Speaking in March 2011, Adeseun said that the Appropriation Bill 2011 had been passed out of the national interest, citing intense pressure from the Executive, despite the initial refusal by the House since some agencies had failed to present their budgets.

===Senate===
Adeseun was elected to the Senate in 2011, assuming his seat on 29 May 2011. He is the Chairman of the Capital Markets Committee and a member of the Solid Minerals Committee.

In October 2012, as the Capital Markets chairman, Adeseun urged President Goodluck Jonathan to remove Arunma Oteh from her position as Director-General of the Security and Exchange Commission, calling his choice to reinstate her "a flagrant disregard of the resolution of the House of Representatives."

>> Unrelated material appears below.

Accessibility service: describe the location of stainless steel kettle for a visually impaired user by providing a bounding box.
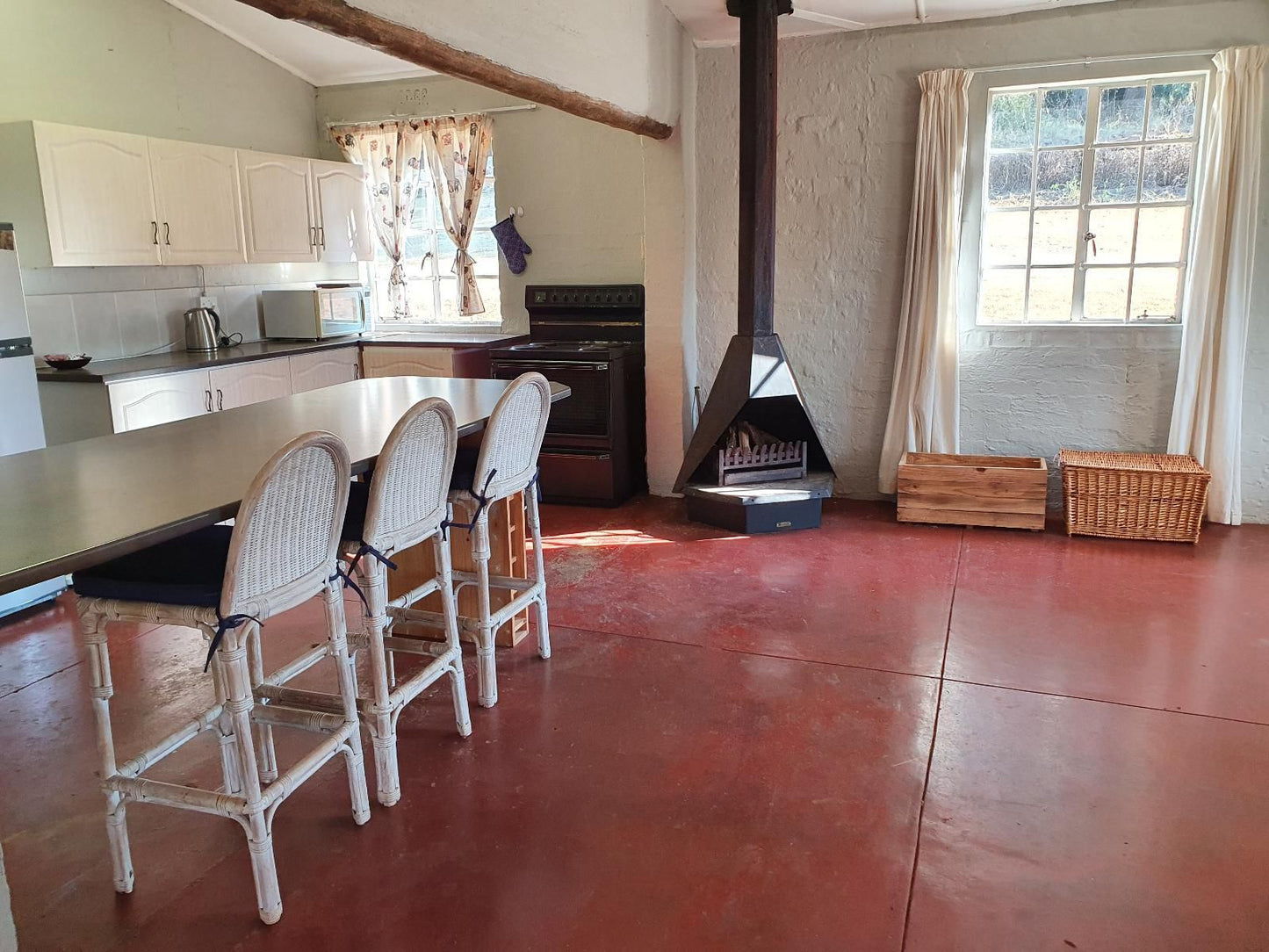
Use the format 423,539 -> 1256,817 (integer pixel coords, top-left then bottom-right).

In February 2026, Adeseun, described in press coverage as an All Progressives Congress chieftain in Oyo State, explained that his advocacy for a federal polytechnic in Ayede, in Ogo-Oluwa Local Government Area, Oyo State, was driven by a Federal Ministry of Education study that found Oyo State had only one federal tertiary institution, the University of Ibadan, unlike other states with two or three. Adeseun said the project did not materialise during his first term in the National Assembly but that he continued pushing for it, and that his background in urban and regional planning informed his choice of Ayede as the site. He also welcomed a Federal Government policy allowing polytechnics to award degrees, calling it a reform that would remove the disparity between HND holders and university graduates and encourage more students to pursue technical education.